Whisper Fine Tuning To Transcribe Jargon

Published in

axinc-ai

4 min readNov 23, 2023

This article explains how Whisper can be fine-tuned with a small amount of data set to make domain-specific terminology recognizable. By creating a dataset with Tacotron2 synthesized speech, a Whisper model can be created and recognize technical terms.

About Whisper

Whisper is a speech recognition model developed by OpenAI able to transcribe many languages with high accuracy. However a limitation of this model is that technical terms that don’t appear during training cannot be transcribed.

Whisper Architecture (Source: https://huggingface.co/blog/fine-tune-whisper)

Refer to the article below for more details about Whisper mechanisms.

Whisper : Speech recognition model capable of recognizing 99 languages

This is an introduction to「Whisper」, a machine learning model that can be used with ailia SDK. You can easily use this…

medium.com

Technical Terms Using Prompt Engineering

One method to include technical terms in Whisper’s knowledge base is to embed those terms in the initial prompt used by the language model. This method was described in details in the article below.

Prompt Engineering in Whisper

Whisper, an AI model for speech recognition also uses a language model internally, therefore we can apply some prompt…

medium.com

However we saw that this initial prompt has strong size limitations and cannot be used for a large dataset of new words.

Whisper Fine Tuning

The developers of transformers for Pytorch from Hugging Face added a feature to transformers to perform Whisper fine tuning.

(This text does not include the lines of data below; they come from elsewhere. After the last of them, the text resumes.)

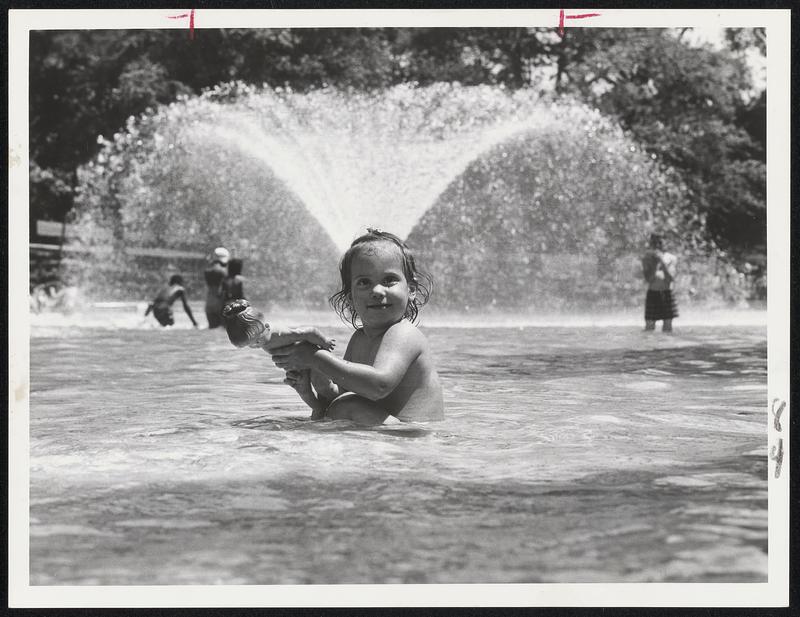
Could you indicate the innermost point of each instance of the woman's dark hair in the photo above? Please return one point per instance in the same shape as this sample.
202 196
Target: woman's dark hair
234 266
418 280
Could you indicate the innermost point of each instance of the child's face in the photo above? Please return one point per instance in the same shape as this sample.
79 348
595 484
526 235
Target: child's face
378 286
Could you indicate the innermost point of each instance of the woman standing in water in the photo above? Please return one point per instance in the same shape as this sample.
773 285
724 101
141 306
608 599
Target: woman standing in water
659 268
215 275
161 306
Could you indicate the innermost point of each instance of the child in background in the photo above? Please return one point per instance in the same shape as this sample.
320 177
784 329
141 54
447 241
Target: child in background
233 285
388 368
161 306
659 269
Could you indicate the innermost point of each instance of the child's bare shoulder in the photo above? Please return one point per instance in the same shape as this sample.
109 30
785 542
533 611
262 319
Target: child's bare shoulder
406 332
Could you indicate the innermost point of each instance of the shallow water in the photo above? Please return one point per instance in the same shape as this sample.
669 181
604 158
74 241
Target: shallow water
568 455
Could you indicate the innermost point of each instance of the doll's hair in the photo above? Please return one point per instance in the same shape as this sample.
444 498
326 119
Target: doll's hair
418 280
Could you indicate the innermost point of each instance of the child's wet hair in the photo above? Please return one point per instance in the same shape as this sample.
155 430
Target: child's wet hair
418 280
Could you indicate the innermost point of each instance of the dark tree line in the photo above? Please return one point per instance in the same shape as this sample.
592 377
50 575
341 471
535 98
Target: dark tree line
692 107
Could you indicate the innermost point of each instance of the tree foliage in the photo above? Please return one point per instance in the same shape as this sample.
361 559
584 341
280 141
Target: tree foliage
687 104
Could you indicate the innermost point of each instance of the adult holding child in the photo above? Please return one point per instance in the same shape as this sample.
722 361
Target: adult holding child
214 275
659 269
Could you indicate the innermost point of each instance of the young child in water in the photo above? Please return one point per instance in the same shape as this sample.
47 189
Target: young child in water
161 306
388 368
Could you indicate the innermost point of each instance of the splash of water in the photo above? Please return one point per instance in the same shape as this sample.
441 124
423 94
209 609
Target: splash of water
288 179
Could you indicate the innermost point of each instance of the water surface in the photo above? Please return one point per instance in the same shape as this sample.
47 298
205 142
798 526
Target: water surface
568 455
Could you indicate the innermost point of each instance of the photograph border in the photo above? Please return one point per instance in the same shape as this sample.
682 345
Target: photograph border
773 593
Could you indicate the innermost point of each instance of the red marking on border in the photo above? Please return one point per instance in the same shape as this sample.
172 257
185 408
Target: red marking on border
562 17
190 15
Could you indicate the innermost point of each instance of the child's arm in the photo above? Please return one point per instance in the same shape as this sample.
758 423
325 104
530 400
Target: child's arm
325 388
401 345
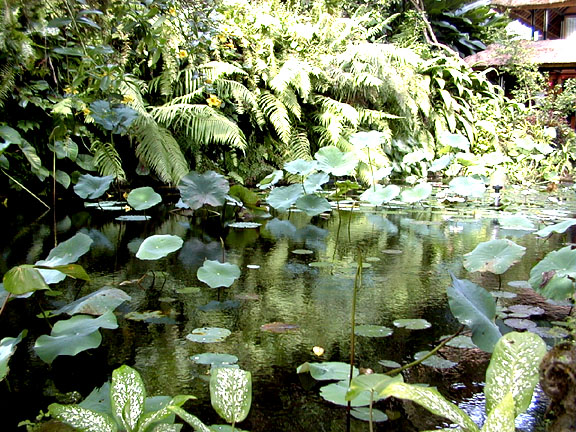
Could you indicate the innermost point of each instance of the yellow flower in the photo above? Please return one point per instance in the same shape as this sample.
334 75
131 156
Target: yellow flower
214 101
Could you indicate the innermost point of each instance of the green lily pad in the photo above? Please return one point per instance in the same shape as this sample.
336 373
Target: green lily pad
412 323
143 198
214 359
158 246
370 330
208 334
495 256
217 274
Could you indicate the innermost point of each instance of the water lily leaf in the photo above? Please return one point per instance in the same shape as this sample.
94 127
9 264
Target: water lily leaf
369 330
279 327
333 161
417 193
158 246
72 336
7 349
143 198
336 393
412 323
378 194
554 276
434 361
301 167
468 187
328 371
91 187
271 179
495 256
514 369
96 303
231 393
208 334
313 205
560 227
474 307
214 359
365 414
217 274
282 198
197 190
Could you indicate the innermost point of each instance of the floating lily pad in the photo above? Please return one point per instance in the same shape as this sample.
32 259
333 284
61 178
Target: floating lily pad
214 359
435 361
208 334
412 324
363 413
519 323
244 225
279 327
370 330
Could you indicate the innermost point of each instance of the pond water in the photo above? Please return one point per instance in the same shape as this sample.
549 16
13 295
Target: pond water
294 270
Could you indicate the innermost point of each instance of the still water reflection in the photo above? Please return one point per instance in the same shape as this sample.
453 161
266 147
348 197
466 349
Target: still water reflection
407 258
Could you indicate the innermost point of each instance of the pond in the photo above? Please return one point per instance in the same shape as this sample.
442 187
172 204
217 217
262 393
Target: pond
296 271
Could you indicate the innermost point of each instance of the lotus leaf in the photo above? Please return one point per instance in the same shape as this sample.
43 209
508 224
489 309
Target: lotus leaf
197 190
378 194
313 205
495 256
143 198
217 274
333 161
158 246
474 307
417 193
91 187
208 334
554 276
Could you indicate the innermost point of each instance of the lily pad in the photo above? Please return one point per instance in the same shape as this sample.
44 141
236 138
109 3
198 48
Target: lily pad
208 334
370 330
495 256
158 246
412 323
214 359
279 327
217 274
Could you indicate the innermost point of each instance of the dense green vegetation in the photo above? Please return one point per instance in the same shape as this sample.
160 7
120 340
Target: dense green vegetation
158 88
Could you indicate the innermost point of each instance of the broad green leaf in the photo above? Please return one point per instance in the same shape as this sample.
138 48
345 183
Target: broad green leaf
514 369
313 205
158 246
231 393
127 394
197 190
7 349
417 193
83 419
554 276
208 334
474 307
560 227
432 400
23 279
96 303
91 187
143 198
333 161
282 198
468 186
378 194
217 274
495 256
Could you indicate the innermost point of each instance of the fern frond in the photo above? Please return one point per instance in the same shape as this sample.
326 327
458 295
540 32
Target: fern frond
107 160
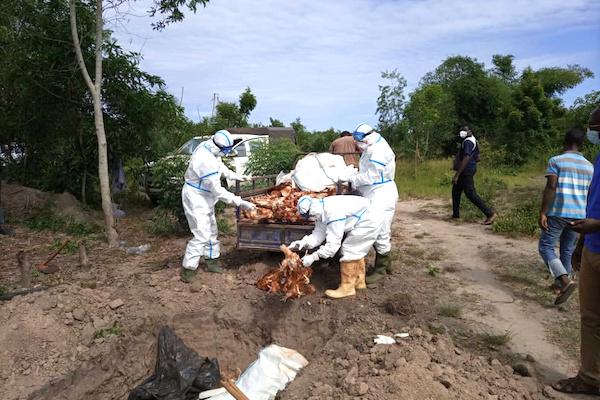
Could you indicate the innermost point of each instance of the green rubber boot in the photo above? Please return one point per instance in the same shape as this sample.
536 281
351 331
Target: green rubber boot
383 264
212 265
188 275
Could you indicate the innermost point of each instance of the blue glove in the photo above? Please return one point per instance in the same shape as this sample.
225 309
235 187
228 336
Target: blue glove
310 259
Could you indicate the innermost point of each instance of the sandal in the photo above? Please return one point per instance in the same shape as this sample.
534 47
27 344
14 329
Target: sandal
554 288
565 293
575 386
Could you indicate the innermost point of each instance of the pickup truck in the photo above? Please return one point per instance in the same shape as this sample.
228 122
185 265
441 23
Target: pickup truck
270 236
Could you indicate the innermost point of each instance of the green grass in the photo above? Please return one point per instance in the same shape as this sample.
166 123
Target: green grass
225 228
494 339
522 220
114 330
70 248
163 222
530 280
70 226
452 310
432 271
434 178
566 335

This fine tuning technique to make Whisper learn new words by giving it audio / text pairs is described in the following blog post. Since Whisper predicts UTF8 bytecodes directly, so there is no need to update the initial vocabulary items when adding new words.

Fine-Tune Whisper For Multilingual ASR with 🤗 Transformers

In this blog, we present a step-by-step guide on fine-tuning Whisper for any multilingual ASR dataset using Hugging…

huggingface.co

Note that when fine-tuning for languages with no space between words, like in Japanese, the the compute_metrics function mentioned in the blog post cannot correctly calculate the Word Error Rate (WER). In that case it is necessary to improve the metrics function using morphological analysis of the open source Japanese NLP library Ginza. This method is explained in the following blog post, available in Japanese only.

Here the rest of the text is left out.